While net interest income rose from £724.1m to £786m, expenses increased £34m thanks to cost inflation and higher than average wage increases for staff to help them in the face of the cost-of-living challenge. Operating profit before provisions fell from £512.7m to £453.7m as statutory profit also fell from £502.5m to £450.3m.
Looking ahead, the society said global economic volatility and increasing competition from rivals was squeezing net interest margin across the industry. It pointed to the upcoming maturity of the Term Funding Scheme with additional incentives for SMEs (TFSME), which was designed to extend credit to businesses and households in the wake of Covid disruption, and said it could lead to great competition for retail savings balances.

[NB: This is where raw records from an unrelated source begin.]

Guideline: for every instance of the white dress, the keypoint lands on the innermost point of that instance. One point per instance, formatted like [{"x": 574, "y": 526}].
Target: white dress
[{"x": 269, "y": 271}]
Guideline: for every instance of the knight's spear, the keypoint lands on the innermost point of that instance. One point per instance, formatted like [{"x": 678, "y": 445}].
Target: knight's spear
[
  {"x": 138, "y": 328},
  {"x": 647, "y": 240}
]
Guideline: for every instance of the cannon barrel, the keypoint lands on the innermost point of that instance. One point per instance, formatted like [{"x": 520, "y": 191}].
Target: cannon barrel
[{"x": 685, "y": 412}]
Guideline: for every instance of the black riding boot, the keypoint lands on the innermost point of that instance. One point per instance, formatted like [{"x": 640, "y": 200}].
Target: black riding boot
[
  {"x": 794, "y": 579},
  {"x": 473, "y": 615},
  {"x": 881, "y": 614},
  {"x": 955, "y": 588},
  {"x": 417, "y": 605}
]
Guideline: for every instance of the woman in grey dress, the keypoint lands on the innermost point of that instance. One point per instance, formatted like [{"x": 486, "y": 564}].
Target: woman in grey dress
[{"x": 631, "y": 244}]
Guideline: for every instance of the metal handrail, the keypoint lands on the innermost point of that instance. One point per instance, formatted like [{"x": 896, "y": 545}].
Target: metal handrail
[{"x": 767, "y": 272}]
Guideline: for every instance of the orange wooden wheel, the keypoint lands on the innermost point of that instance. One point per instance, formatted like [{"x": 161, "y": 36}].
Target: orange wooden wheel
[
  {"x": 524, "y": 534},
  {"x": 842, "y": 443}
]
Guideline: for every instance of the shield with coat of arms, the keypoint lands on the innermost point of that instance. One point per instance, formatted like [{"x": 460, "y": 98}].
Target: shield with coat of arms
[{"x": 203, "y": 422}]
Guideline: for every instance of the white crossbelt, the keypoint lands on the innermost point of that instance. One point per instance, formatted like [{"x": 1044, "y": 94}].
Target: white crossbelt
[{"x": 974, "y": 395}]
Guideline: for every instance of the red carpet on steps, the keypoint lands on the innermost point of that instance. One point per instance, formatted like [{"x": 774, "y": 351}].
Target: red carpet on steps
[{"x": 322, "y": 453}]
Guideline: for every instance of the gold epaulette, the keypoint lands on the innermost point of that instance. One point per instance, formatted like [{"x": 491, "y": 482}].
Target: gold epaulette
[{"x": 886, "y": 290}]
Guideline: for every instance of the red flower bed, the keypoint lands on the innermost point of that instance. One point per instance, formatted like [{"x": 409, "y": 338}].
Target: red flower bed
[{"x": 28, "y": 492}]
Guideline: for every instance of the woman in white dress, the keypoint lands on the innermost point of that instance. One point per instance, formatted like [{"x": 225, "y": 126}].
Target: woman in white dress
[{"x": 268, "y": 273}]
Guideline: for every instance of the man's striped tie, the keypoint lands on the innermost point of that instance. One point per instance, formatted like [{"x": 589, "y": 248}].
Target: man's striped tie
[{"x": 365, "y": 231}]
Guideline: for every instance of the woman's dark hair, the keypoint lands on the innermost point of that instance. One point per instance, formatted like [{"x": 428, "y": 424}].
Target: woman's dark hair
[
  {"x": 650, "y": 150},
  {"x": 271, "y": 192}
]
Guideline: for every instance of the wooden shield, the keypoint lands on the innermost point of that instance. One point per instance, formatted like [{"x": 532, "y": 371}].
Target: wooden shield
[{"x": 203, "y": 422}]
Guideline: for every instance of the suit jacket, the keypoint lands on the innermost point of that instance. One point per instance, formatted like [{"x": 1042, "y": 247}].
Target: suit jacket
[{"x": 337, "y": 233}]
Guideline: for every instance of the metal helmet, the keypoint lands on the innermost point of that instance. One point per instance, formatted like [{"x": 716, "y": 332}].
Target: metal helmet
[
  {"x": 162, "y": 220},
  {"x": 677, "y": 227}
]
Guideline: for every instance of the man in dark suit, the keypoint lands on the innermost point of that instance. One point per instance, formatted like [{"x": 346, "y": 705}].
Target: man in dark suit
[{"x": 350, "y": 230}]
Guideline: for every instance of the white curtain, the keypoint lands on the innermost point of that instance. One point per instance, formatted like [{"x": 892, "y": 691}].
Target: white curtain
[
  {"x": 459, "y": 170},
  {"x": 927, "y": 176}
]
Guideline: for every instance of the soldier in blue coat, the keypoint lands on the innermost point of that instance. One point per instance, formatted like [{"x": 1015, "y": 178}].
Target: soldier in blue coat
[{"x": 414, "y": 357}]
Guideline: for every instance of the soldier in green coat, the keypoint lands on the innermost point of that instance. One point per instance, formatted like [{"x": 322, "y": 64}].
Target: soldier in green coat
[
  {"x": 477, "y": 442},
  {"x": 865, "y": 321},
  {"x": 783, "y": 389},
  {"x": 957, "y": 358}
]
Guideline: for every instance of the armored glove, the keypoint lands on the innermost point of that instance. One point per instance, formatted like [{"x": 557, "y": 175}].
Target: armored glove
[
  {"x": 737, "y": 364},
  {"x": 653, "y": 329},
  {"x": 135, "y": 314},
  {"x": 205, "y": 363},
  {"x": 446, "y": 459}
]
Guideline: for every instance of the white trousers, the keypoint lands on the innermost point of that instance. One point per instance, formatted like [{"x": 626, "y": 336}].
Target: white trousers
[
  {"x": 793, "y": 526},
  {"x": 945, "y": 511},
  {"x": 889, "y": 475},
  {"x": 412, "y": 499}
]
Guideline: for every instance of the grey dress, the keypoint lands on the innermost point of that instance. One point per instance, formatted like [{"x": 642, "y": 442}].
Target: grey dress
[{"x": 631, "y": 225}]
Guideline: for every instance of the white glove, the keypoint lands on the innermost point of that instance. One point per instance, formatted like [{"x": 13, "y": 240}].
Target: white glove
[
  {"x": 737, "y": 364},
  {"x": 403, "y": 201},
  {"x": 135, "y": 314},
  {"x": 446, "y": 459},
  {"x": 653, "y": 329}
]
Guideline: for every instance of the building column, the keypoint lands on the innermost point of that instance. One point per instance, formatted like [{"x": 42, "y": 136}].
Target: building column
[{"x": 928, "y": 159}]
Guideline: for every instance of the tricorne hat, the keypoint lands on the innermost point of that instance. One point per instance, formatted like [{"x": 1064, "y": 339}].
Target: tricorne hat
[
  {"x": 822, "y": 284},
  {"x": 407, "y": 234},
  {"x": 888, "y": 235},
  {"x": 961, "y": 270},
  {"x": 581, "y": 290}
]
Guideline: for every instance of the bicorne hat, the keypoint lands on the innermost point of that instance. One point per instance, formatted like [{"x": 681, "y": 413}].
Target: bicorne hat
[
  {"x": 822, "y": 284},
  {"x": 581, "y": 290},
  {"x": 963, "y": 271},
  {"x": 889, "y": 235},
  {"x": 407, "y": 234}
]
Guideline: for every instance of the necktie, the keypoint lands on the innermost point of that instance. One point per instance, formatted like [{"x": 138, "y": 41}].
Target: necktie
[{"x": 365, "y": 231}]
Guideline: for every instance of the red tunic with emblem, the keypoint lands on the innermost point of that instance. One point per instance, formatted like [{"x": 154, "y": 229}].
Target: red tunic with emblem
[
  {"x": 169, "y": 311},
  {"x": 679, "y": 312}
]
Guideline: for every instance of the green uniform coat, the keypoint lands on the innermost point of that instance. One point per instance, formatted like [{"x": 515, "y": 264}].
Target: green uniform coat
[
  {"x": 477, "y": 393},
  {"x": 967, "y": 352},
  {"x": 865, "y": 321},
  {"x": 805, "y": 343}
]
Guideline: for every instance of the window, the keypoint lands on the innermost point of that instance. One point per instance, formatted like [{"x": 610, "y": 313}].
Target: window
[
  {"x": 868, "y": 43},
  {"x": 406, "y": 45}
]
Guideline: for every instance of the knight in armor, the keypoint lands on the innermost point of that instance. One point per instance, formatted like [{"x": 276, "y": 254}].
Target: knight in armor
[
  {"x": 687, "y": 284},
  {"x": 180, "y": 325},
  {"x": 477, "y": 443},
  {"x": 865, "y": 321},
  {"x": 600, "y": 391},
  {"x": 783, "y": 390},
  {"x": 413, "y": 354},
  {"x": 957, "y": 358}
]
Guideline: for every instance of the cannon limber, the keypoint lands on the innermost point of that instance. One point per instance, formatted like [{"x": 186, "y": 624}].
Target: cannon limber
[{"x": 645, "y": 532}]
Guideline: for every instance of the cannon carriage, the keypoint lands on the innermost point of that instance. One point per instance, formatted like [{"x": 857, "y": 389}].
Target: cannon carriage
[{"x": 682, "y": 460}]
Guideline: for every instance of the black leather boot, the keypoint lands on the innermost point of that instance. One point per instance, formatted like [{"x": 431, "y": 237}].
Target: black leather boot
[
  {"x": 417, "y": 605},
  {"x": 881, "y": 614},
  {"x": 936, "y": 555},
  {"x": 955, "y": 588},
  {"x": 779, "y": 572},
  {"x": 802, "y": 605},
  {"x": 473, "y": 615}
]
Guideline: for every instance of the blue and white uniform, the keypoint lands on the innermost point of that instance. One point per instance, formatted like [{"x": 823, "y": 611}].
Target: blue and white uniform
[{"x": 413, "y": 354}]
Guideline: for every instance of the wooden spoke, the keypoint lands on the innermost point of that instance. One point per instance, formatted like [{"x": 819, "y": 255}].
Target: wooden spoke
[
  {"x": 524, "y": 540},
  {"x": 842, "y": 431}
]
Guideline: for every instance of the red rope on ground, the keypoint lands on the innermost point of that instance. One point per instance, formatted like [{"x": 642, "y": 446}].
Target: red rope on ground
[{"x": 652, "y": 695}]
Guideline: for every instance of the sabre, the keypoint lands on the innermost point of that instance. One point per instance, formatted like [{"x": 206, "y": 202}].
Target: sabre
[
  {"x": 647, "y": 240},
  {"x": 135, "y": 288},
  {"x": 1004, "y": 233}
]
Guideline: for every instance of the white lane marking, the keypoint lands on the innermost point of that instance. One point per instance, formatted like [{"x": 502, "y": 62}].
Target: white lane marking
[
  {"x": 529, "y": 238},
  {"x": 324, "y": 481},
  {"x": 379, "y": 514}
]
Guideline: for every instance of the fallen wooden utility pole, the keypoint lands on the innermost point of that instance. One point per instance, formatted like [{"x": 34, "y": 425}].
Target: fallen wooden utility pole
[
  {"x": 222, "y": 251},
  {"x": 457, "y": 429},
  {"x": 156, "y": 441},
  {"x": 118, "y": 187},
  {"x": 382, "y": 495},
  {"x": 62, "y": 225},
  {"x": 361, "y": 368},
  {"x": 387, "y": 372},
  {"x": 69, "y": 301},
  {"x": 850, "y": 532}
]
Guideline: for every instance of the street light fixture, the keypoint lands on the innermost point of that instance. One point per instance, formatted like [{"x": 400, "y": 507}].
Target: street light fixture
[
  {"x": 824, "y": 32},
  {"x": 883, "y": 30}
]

Susan Allen, chief executive of Yorkshire Building Society, said: “The Yorkshire Building Society has delivered a strong set of results for 2023, further supporting our financial position, and our long-term sustainability.
“In an environment where higher interest rates have increased the cost of living for many, the Society has focused on supporting our members and customers. Over 2023, we provided savings rates that were consistently above the market average, and continued to support new and existing mortgage borrowers, all while achieving an increase in customer advocacy. Being a mutual allows us to make decisions in the interests of our membership, and we will continue to place providing real help with real life at the centre of all that we do.”